|The WHO and UNICEF Joint Monitoring Programme (JMP) Indicators for Water Supply, Sanitation and Hygiene and Their Association with Linear Growth in Children 6 to 23 Months in East Africa|
||Hasina Rakotomanana, Joel J. Komakech, Christine N. Walters, and Barbara J. Stoecker
||International Journal of Environmental Research and Public Health, 17(6262): 6262; DOI: 10.3390/ijerph17176262
Children under five
Multiple African Countries
||The slow decrease in child stunting rates in East Africa warrants further research to identify the influence of contributing factors such as water, sanitation, and hygiene (WASH).
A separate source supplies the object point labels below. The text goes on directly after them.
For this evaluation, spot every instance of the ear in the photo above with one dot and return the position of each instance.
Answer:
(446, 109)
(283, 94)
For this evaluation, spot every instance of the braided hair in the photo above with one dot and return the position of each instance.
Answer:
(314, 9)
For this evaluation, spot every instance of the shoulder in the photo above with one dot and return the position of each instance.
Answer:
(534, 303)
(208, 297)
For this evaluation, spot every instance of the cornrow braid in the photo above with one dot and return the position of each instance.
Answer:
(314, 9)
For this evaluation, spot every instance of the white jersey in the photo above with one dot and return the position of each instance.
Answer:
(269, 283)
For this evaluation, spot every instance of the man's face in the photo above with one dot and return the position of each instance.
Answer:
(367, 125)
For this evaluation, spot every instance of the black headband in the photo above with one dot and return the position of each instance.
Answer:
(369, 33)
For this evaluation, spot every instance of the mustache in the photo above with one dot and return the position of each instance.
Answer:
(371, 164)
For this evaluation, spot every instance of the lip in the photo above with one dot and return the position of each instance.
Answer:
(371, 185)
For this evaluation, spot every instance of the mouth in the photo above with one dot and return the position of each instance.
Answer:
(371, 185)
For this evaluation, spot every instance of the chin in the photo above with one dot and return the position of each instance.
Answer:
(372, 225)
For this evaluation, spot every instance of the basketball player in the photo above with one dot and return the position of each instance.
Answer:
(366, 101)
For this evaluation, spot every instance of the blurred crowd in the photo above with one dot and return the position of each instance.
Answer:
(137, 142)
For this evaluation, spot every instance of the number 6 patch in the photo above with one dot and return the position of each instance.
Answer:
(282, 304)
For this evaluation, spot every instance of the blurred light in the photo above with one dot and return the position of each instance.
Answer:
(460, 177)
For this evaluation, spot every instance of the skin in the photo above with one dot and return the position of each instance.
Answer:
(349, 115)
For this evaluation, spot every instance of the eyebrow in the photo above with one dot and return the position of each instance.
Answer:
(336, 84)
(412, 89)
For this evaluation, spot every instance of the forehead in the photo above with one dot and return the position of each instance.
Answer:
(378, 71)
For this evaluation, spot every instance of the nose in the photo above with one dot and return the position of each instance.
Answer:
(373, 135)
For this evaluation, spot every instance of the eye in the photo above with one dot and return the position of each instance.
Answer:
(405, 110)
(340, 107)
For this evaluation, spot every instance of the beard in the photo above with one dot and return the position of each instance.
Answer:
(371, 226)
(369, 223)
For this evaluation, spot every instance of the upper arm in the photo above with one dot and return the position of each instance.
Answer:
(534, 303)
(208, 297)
This study investigated the association between child length and WASH conditions using the recently revised WHO and UNICEF (United Nations Children’s Fund) Joint Monitoring Programme (JMP) indicators. Data from households with infants and young children aged 6–23 months from the Demographic and Health Surveys in Burundi, Ethiopia, Kenya, Malawi, Rwanda, Tanzania, Uganda, and Zambia were used. Associations for each country between WASH conditions and length-for-age z-scores (LAZ) were analyzed using linear regression. Stunting rates were high (>20%) reaching 45% in Burundi. At the time of the most recent Demographic and Health Survey (DHS), more than half of the households in most countries did not have basic or safely managed WASH indicators. Models predicted significantly higher LAZ for children living in households with safely managed drinking water compared to those living in households drinking from surface water in Kenya (ß = 0.13, p < 0.01) and Tanzania (ß = 0.08, p < 0.05) after adjustment with child, maternal, and household covariates. Children living in households with improved sanitation facilities not shared with other households were also taller than children living in households practicing open defecation in Ethiopia (ß = 0.07, p < 0.01) and Tanzania (ß = 0.08, p < 0.01) in the adjusted models. All countries need improved WASH conditions to reduce pathogen and helminth contamination. Targeting adherence to the highest JMP indicators would support efforts to reduce child stunting in East Africa.